Teacher pens kids’ novel

One Downtown resident and long-time supply teacher is turning his experience interacting with kids into an exciting piece of fiction targeted at the curious children and young adults.
Queen’s Quay and Spadina resident Randy Coates has taught students from kindergarten to grade 8 over the past 20 years at various schools around the city. His daily observations inspired him to write.
“I’ve written several short stories before, but never a children’s book,” explained Coates as he prepares for the forthcoming school year. “I see these kids and how they bond and stick up for each other, what they say and do, and I started getting ideas for a book.”
Published earlier this summer on iUniverse, his novel More Precious Than Rubies: The Return of the Norse Gods tells the tale of a group of students who are confronted with a new and very odd authority figure at their school.

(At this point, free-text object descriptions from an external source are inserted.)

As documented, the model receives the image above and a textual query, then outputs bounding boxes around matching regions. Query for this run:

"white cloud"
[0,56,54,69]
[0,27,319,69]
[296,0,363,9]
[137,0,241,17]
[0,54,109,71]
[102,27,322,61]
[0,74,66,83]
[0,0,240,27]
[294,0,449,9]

Rooted in mythology as the title would suggest, the novel follows 12-year-old Paul and his best friend as their curiosity, and later alarm, is set off by the random actions of the principal, Mr. Theisen.
“It’s about students bonding, bringing various aspects of multiculture together and sticking up for one another,” said Coates, who attended the University of Western Ontario. “There is a teacher that is based upon me, and other teachers that I’ve known, but it’s more so about the students that I’ve taught.”
“I know how they talk, I see what they are for and against; I see the camaraderie.”
The book is currently for sale as an e-reader, but Coates hopes to see it published in other outlets this fall so students can access the book at school.